As usual, I don't really know how to express myself well in a post I begin, so here goes:

I have a friend who is very much in touch with her feelings and emotions, about everything. She's very good with expressing herself, and is a very sensitive person as well. She has a partner whom I haven't spoken to but who seems much the same way.

I am the opposite, and it's throwing a wrench into our friendship a bit. If she describes a situation and all her different emotions, I tend to come back with "OK, what can you do in this situation?" or "What are your options?". I am not very emotional. I think in terms of actions I can take or choices to make. It's not that I don't have emotions, but I don't express them or speak of them very often.
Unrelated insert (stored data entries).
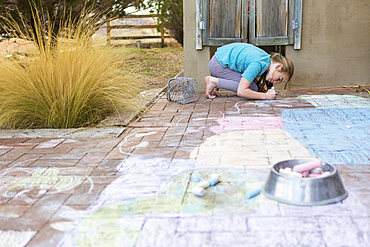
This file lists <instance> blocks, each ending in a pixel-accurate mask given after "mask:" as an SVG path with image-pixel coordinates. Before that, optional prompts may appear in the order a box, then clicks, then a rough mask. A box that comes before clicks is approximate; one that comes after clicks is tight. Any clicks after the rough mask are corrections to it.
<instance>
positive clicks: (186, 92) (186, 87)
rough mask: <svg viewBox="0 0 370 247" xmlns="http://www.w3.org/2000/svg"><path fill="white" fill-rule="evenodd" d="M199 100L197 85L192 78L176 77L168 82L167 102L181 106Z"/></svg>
mask: <svg viewBox="0 0 370 247" xmlns="http://www.w3.org/2000/svg"><path fill="white" fill-rule="evenodd" d="M198 99H199V89H198V83H197V81H196V80H195V79H193V78H187V77H176V78H172V79H170V80H169V81H168V87H167V100H168V101H175V102H179V103H181V104H186V103H190V102H193V101H196V100H198Z"/></svg>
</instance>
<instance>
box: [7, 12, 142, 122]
mask: <svg viewBox="0 0 370 247" xmlns="http://www.w3.org/2000/svg"><path fill="white" fill-rule="evenodd" d="M34 17H35V18H34V19H35V22H36V23H35V24H36V25H35V26H36V30H34V31H33V32H27V33H21V32H20V30H21V29H20V28H19V26H18V24H17V23H15V22H14V21H12V20H8V26H10V25H12V27H13V28H14V29H16V30H18V37H22V38H23V37H27V38H28V39H30V40H33V42H34V45H35V50H34V51H32V52H30V53H29V54H28V55H27V57H25V59H23V60H17V59H1V61H0V102H1V104H0V128H76V127H83V126H92V125H93V124H95V123H98V122H99V121H101V120H102V119H104V118H105V117H106V116H108V115H110V114H112V113H114V112H117V111H121V110H125V109H128V108H136V107H137V101H136V100H137V98H138V97H137V95H138V93H139V90H140V88H139V86H140V83H139V81H138V80H137V79H136V78H135V77H134V76H133V75H132V74H131V73H130V72H129V70H127V71H123V70H122V67H120V68H119V67H118V64H117V66H116V63H118V62H120V63H122V60H123V59H125V58H124V57H123V56H120V57H117V54H114V53H113V52H112V50H111V49H109V48H107V47H104V46H92V45H91V34H92V31H93V29H92V27H90V26H89V25H88V24H86V23H87V21H86V20H85V19H82V20H81V21H79V22H78V23H77V24H72V22H71V20H65V22H64V23H63V25H64V28H63V30H64V31H63V32H62V33H60V34H58V36H57V37H51V34H50V33H45V30H52V27H51V26H50V25H52V23H48V24H47V25H49V26H48V27H47V28H45V25H44V24H43V23H41V21H40V19H39V18H38V13H36V12H35V13H34ZM121 54H122V53H121Z"/></svg>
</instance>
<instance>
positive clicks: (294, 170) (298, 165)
mask: <svg viewBox="0 0 370 247" xmlns="http://www.w3.org/2000/svg"><path fill="white" fill-rule="evenodd" d="M320 166H322V162H321V160H318V159H317V160H313V161H310V162H307V163H303V164H300V165H296V166H294V167H293V171H294V172H303V171H310V170H312V169H315V168H317V167H320Z"/></svg>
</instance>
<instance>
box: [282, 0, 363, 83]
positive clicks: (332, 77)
mask: <svg viewBox="0 0 370 247" xmlns="http://www.w3.org/2000/svg"><path fill="white" fill-rule="evenodd" d="M286 55H287V57H289V58H291V59H292V61H293V62H294V64H295V75H294V77H293V78H292V80H291V82H290V83H291V84H290V85H289V86H290V88H312V87H327V86H347V85H348V86H350V85H369V84H370V1H369V0H347V1H346V0H328V1H316V0H304V1H303V26H302V49H301V50H294V49H293V47H292V46H287V47H286Z"/></svg>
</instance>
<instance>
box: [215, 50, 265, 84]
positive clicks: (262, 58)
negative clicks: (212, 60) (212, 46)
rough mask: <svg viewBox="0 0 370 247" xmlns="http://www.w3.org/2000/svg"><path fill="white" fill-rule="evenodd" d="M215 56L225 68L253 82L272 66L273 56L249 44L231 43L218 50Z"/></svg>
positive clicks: (219, 62) (245, 78) (219, 61)
mask: <svg viewBox="0 0 370 247" xmlns="http://www.w3.org/2000/svg"><path fill="white" fill-rule="evenodd" d="M215 56H216V58H217V61H218V62H219V63H220V64H221V65H222V66H223V67H224V68H226V67H228V68H230V69H232V70H235V71H238V72H240V73H242V76H243V77H244V78H245V79H247V80H248V81H250V82H252V81H253V80H254V79H255V78H256V77H260V76H261V75H262V74H263V73H264V72H265V71H266V70H267V69H268V68H269V66H270V63H271V56H270V54H268V53H267V52H265V51H264V50H262V49H260V48H258V47H256V46H254V45H251V44H247V43H231V44H228V45H224V46H221V47H219V48H218V49H217V51H216V53H215Z"/></svg>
A wall goes up, I think.

We got into a small tiff about this. She got impatient with me and said "I respect that you aren't emotional, Grainne, but I am and I finally accept that part of me. It's also what I think drew *Partner* to me". We smoothed things over, and I think I appreciate her trying to draw out how I feel, and she somewhat appreciates my Spock-like side.

But, the remark about her partner kind of stung. It's not that I dislike who I am-like her, I've come to like myself as I am and I'm not likely to become touchy-feely at this point anyway. It's just not who I am. But I've also not ever really been in love. Is that impossible for someone like me? I fervently hope not. I can see myself getting into a far more intellectual than romantic relationship, and I probably wouldn't do well with a mushy partner anyway. Or am I going to miss out?

Sorry for all this. Maybe I'm just feeling very down and not seeing a lot of good tonight.
I know you've worked this out for yourself already so I won't go on and on but to simply say, no, it's not impossible and you are not going to miss out (unless you make the choice....logical or not....to do so).

You steer the course of your destiny.


Quote:
Originally Posted by MsTinkerbelly View Post
Edited to add: your friend might be in touch with her feelings, but she was insensitive to yours, and that's not cool.
This.

Just because someone is openly and happily 'emotional' doesn't mean they get to be a jackass to others.


Quote:
Originally Posted by *Anya* View Post
I think that old saying "opposites attract" is more true than not-at least for me.

I have always been attracted to the less emotive type of woman.

I have appreciated my partner's logical, problem-solving personality in our life together.

However, when I am really upset about something that may have happened to me, outside of our relationship; what I want and need is a hug or validation that I am upset.

She, on the other hand, jumps right into problem-solving mode.

I try to tell her that I will look for logic in a bit but right at that moment, I just need a hug.

Sometimes, she looks at me as though I am speaking a foreign language and to her, I guess that I am.

Neither of us can change our core personalities but I do try to understand that she can't turn her logic on and off like a faucet.

She, in turn, works on understanding that my feelings are more on the surface than hers.

We all have feelings, it is just how we deal with them that may be different.

There is no right or wrong.
I got this!

Remind her that MANY studies have shown that physical contact, such as a hug, can reduce anxiety and promote clear headedness and logical thinking.

Problem + hug = logical solution

Done!

Damn, I'm good.



For myself, I flip flop between the two extremes. Sometimes I can see the logical light right off the bat and get to work problem solving and sometimes I need to wallow in the hurt/pain/joy/etc and really get good and dirty with it before I can progress further. It's two different paths to the same drinking pond. The end result is the same; I quench my thirst.